William E. Brewer Jr., president of the National Association of Consumer Bankruptcy Attorneys, and a practicing lawyer in Raleigh, N.C., disputed the premise of the study that Chapter 13 was always more burdensome and always required debtors to pay more to their creditors. “The study does not adequately control for the numerous complex factors that dictate chapter choice,” he said. “Having said this, Nacba intends to present the study to its members for discussion and self-reflection.”

Other, more limited studies have also shown the higher incidence of Chapter 13 among blacks. In Chicago, the Woodstock Institute, a research and policy group, reported last May that in mostly black communities in Cook County, nearly half the cases from 2006 to 2010 were filed under Chapter 13, compared with 32.8 percent of all cases filed in the county. “For people of color, who historically have fewer assets, preservation of assets is a top priority,” said Tom Feltner, vice president at Woodstock, who added that lawyers often have a financial incentive to push Chapter 13 filings. “It is possible that the higher levels of Chapter 13 in communities of color can be explained by a combination of higher attorney’s fees and a filer’s desire, or advice that elevates a filer’s desire, to preserve as many assets as possible.”

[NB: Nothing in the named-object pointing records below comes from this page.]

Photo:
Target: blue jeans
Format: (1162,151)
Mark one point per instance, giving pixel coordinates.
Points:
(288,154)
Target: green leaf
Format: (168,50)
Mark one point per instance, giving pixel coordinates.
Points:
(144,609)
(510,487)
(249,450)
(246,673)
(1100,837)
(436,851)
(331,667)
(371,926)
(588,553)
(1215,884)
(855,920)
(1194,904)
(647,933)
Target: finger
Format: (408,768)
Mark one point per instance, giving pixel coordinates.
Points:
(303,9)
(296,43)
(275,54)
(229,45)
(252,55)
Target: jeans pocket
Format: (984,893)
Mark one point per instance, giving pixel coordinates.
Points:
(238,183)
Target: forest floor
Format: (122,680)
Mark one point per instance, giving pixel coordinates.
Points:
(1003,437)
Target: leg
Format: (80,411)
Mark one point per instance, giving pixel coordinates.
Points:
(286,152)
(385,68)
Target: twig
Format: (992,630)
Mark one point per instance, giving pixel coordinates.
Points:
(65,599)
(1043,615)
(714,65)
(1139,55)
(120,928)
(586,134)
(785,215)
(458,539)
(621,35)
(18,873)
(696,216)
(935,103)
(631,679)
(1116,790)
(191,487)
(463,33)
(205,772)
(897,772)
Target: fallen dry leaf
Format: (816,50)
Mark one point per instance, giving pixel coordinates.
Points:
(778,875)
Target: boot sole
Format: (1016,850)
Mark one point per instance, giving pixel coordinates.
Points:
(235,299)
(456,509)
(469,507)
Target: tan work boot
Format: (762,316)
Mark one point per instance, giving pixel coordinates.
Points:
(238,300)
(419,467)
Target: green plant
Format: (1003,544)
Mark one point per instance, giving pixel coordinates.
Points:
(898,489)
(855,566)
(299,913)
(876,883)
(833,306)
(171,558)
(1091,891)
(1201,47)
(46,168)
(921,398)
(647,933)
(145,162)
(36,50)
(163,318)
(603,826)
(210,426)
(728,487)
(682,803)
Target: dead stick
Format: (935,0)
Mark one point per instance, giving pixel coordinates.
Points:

Henry E. Hildebrand III, who has served as a Chapter 13 trustee in Tennessee for 30 years, said he had noticed that blacks and other minorities appeared to be overrepresented in Chapter 13 cases. “We should focus not on picking apart the conclusions,” Mr. Hildebrand said, “but use this study as an indication that we should be attempting to fix what has become a complex, expensive, unproductive system.”